Anonymous has commented on the presentation of the argument from evil that Jason was kind enough to post, from The Problem of Pain.
Anon: Sounds like the typical Christian portrayal of what an atheistic outlook leads to. Supposedly, all is doom and gloom unless one buys into the idea of a supernatural being in the heavens.
VR: Where does he say this?
Anon: It's hard not to giggle when seeing how much Lewis anthropomorphized nature.
VR: Even Daniel Dennett talks about Mother Nature, (though I think he does anthropomorphize nature in a misleading way). But Lewis is just putting the case dramatically. And he is pointing to suffering as a reason for thinking that the universe is not intelligently designed by an omnipotent and perfectly good being. Similar dramatizations appear in the presentations of the argument from evil by David Hume and Bertrand Russell.

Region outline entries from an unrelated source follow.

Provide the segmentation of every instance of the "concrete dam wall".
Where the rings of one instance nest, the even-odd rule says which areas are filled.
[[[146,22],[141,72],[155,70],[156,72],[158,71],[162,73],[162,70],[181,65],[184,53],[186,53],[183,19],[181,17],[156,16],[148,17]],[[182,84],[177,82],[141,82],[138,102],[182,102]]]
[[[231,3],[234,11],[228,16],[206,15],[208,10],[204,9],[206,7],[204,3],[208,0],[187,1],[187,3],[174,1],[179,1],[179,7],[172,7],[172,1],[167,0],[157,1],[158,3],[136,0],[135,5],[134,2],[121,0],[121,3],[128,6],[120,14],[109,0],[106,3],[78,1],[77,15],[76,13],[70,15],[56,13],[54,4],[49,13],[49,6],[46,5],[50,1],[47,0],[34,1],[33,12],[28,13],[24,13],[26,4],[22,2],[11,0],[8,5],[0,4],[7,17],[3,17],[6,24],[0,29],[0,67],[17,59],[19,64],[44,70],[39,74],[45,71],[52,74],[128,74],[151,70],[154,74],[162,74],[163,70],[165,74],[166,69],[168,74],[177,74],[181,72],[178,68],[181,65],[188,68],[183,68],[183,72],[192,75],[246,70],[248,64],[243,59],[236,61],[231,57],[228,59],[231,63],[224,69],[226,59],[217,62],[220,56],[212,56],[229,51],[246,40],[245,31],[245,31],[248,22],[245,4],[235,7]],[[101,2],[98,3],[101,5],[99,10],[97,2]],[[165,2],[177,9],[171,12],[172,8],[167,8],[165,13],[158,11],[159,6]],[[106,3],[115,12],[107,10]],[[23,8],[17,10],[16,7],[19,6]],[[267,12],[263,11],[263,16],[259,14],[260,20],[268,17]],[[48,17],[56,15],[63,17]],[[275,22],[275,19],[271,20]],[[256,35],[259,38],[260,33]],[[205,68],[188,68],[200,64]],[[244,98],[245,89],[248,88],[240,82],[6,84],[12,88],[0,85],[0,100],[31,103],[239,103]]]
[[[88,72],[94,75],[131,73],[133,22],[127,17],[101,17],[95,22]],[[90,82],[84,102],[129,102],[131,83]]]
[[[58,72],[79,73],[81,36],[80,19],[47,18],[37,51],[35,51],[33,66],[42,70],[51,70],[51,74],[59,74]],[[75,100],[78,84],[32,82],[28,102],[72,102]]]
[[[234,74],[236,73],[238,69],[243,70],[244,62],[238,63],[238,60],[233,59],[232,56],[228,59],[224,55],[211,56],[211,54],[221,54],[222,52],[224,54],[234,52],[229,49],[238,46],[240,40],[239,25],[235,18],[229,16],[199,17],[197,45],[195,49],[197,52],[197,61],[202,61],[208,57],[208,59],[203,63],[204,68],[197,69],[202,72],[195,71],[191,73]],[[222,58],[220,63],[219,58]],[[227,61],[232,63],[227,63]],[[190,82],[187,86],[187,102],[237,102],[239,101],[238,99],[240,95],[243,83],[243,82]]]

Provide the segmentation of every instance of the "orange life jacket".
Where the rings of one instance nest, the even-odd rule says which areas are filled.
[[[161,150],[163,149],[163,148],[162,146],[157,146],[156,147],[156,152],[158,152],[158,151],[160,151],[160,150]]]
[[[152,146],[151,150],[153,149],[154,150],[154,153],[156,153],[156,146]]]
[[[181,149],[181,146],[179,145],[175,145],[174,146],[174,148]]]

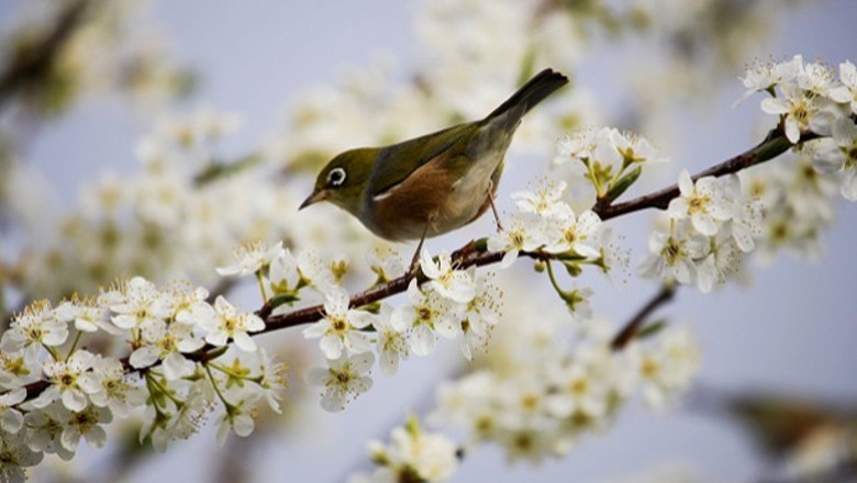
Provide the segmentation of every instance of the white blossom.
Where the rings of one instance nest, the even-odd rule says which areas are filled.
[[[208,332],[205,341],[212,346],[223,347],[232,339],[238,349],[246,352],[256,350],[256,342],[247,333],[256,333],[265,328],[261,318],[252,313],[238,312],[222,295],[214,301],[214,311],[202,317],[198,325]]]
[[[429,278],[429,288],[442,296],[458,303],[467,303],[474,299],[476,282],[470,272],[453,268],[449,254],[442,252],[437,262],[423,248],[420,254],[420,268]]]
[[[850,60],[839,64],[841,86],[833,87],[828,93],[831,99],[847,104],[852,114],[857,114],[857,67]]]
[[[409,305],[396,307],[390,324],[399,330],[408,330],[411,349],[418,356],[434,351],[437,336],[455,338],[461,330],[460,306],[437,292],[424,293],[416,280],[408,287]]]
[[[815,151],[815,168],[823,173],[838,172],[839,192],[848,201],[857,201],[857,125],[849,117],[833,123],[833,141]]]
[[[272,260],[281,257],[283,254],[282,242],[277,242],[270,247],[266,247],[261,242],[253,242],[240,247],[235,251],[237,263],[219,267],[216,270],[223,277],[246,277],[256,273],[263,267],[267,267]]]
[[[51,385],[33,400],[35,407],[43,408],[52,402],[62,398],[63,405],[70,411],[84,411],[89,404],[84,393],[80,377],[93,361],[93,355],[86,350],[77,350],[68,360],[45,361],[43,370]]]
[[[307,374],[310,384],[321,385],[321,405],[332,413],[343,411],[345,405],[372,386],[369,370],[375,363],[371,352],[343,355],[327,359],[327,368],[312,368]]]
[[[303,329],[308,339],[321,338],[319,347],[327,359],[338,359],[343,350],[348,353],[366,352],[371,349],[369,336],[361,332],[372,323],[372,315],[348,307],[348,293],[333,287],[324,302],[324,317]]]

Anon: Lewis' argument falls apart here. He's made the unsupported assumption the the "world was really unjust." The problem of evil does not require such an assumption.
VR: We've been covering this issue quite a lot here. It requires some assumption about what God ought to do, which God is not doing. It presupposes an idea of what kinds of universes a perfectly good God should permit. It has, in short, a moral premise. But if the proposition "God ought to minimize suffering" is a private fancy of one's own on a level with a liking for pancakes or a dislike for Spam, we have severely weakened the argument from evil. Unless one happens to be arguing with someone with the same private fancy.